The Slovak cabinet passed several amendments to the Labour Code, the Employment Law and the Housing Contribution Law on August 18, paving the way for deep cuts in social benefits.
The revision to the employment law cuts the maximum unemployment benefit from 5,400 Slovak crowns ($130) per month to 4,500 crowns ($107).
The term of eligibility for receiving these benefits has been cut from one year to nine months.
The revision also reduces the basis for the calculation of unemployment benefits from the current 60% of average income to 50% of this sum in the first three months, and from 50% to 45% in the remaining months. As Social Affairs Minister Peter Magvaši told a news conference after the cabinet meeting, these parameters are standard in neighbouring countries.
The cuts should save 1.2 billion crowns in unemployment expenditures in the year 2000. The revision also establishes a guarantee fund, which is to protect employees in case their employer becomes insolvent. The fund should launch operations on May 1, 2000, and contributions will be paid as of July 1, 2000.
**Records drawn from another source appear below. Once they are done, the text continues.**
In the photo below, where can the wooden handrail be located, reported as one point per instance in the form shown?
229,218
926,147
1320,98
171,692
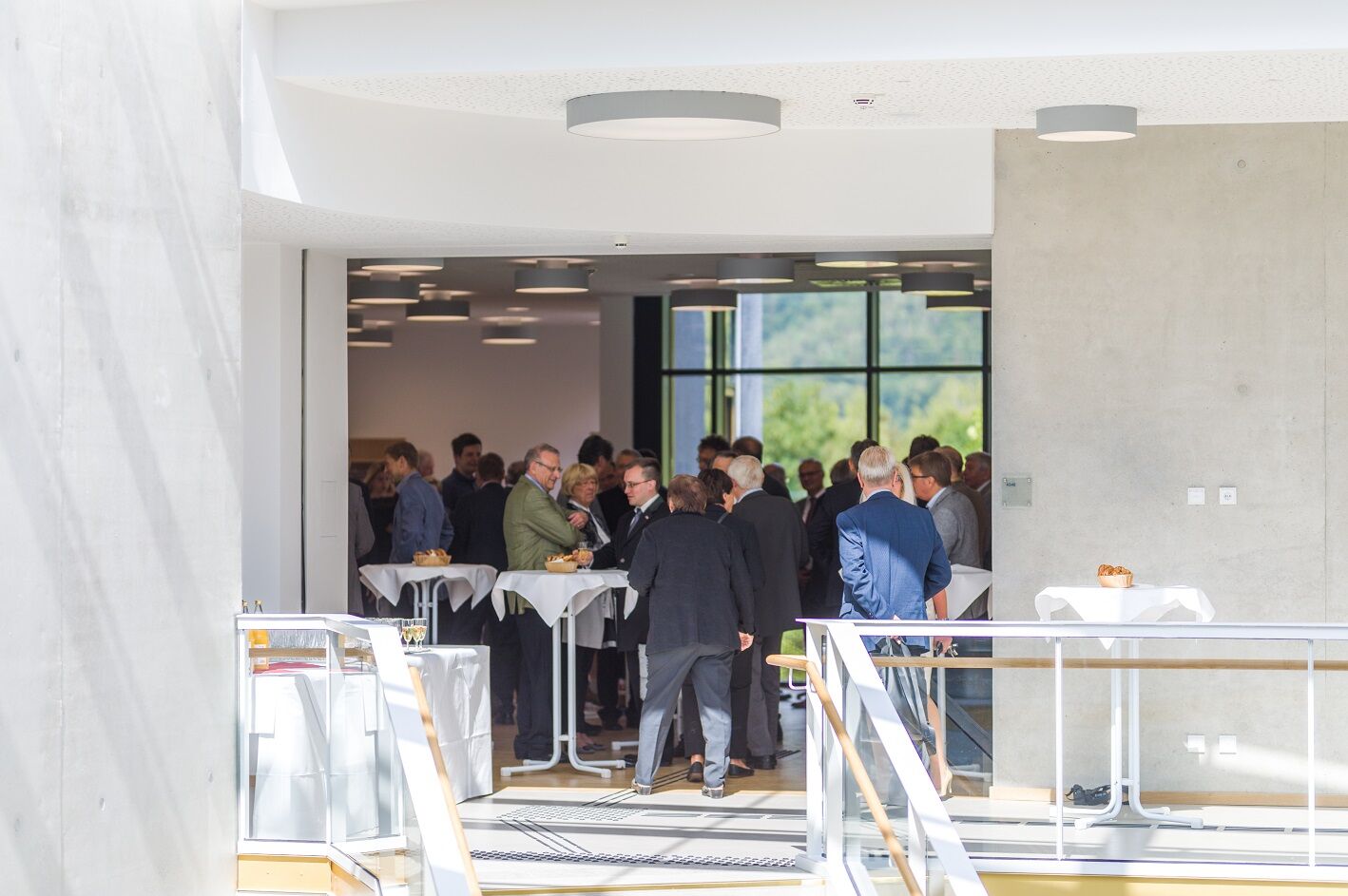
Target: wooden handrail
854,760
445,785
The draft amendment to the Labour Code changes the current provision for mass layoffs of employees. A mass layoff will have to be announced 90 days in advance of the action, and the maximum number of released employees is set at 20. An employer will have to discuss the reasons, number, and structure of layoffs with trade unions two months in advance of the date.
The Housing Contribution Law will take effect in January 2000. The introduction of the contribution will raise state budget revenues by 1.7 billion crowns. According to Magvaši, it will affect 392,000 households, whose average contribution will be 700 crowns.
The contribution is to compensate for the increased cost of providing housing for low-income citizens. The first contributions are to be paid in January 2000.